I think this covers most of the bash I use on a day to day basis. A couple of commands not mentioned which I use every day are the "grep" and "more" commands. This is less commonly used and not essential, but I also find the "-" symbol convenient, which resolves to the previous directory, so that I can do "cd -" and it brings me to the previous directory I was in. I also find "realpath" is convenient, because if I want to get the absolute path of a file I can simply type "realpath ../filename" instead of manually constructing it by "cd ..; echo $(pwd)/filename; cd -"
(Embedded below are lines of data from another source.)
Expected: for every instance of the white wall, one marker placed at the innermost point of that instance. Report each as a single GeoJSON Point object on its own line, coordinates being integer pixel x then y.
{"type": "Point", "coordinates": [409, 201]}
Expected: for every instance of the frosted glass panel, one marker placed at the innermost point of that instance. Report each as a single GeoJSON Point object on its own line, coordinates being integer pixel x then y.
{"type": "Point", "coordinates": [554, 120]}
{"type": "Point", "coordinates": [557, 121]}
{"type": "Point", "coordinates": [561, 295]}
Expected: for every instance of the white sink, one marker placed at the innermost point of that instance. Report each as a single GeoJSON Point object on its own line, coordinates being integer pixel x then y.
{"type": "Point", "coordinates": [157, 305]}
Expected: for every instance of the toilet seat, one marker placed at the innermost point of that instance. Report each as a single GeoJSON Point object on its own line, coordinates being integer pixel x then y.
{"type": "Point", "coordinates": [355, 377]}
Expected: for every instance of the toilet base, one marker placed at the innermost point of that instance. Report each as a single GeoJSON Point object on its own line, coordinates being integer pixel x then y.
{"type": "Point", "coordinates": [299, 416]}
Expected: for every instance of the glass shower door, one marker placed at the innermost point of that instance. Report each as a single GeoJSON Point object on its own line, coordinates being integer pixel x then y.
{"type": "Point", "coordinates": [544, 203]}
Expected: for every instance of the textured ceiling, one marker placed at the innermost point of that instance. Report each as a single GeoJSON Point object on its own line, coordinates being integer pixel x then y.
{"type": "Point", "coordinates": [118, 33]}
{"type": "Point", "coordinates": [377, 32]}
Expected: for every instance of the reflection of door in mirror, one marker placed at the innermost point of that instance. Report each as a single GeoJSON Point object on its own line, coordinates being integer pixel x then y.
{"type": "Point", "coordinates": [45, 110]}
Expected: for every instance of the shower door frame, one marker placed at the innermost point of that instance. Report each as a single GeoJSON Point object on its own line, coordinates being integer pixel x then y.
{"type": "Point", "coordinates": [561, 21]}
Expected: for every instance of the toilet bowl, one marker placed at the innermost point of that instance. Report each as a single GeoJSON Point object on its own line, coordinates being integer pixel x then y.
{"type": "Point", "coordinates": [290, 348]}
Thanks for the feedback. I use grep very rarely since I prefer using GUI search where I can easily pick the files I want to edit from the result. When is grep preferable to GUI search? I never use "more" since I always prefer using my text editor. I also never use "-" which seems like a hack specific to "cd". I mean "cd -" works but "ls -" doesn't. And "realpath" isn't available on the Mac.
A command's output can be filtered by grep if it is piped to grep.
For example:
"ps aux | grep firefox" to look for instances of firefox running. I'm not sure if "ps aux" works on mac, but it prints a table containing the names of all the running processes and their process IDs, username, etc.
At work we have a command that monitors a certain reading and prints a bunch of usually unnecessary diagnostic info. The command runs indefinitely. Every time the reading value changes, it prints the value (e.g. "value: 5.4") plus all the diagnostic info all over again. The diagnostic info is a distraction that makes it difficult to see how the reading value is changing. So I can do 'monitor | grep "value:"', so that when the reading value changes it prints only the one line containing the value, and this makes it easier for a human to see how the value is changing.
If the reading value still changes too rapidly for me to follow what is happening, I might want to be able to control when it prints each output line. To do this I modify the command to the following: 'monitor | grep "value:" | more', and now it only prints each new output line when I press enter.
On my machine, I mostly use a GUI activity monitor instead of "ps". I mostly use things like "ps", "grep", and "more" when I ssh into a remote machine. But this is advanced, so I think I can leave it out of the tutorial.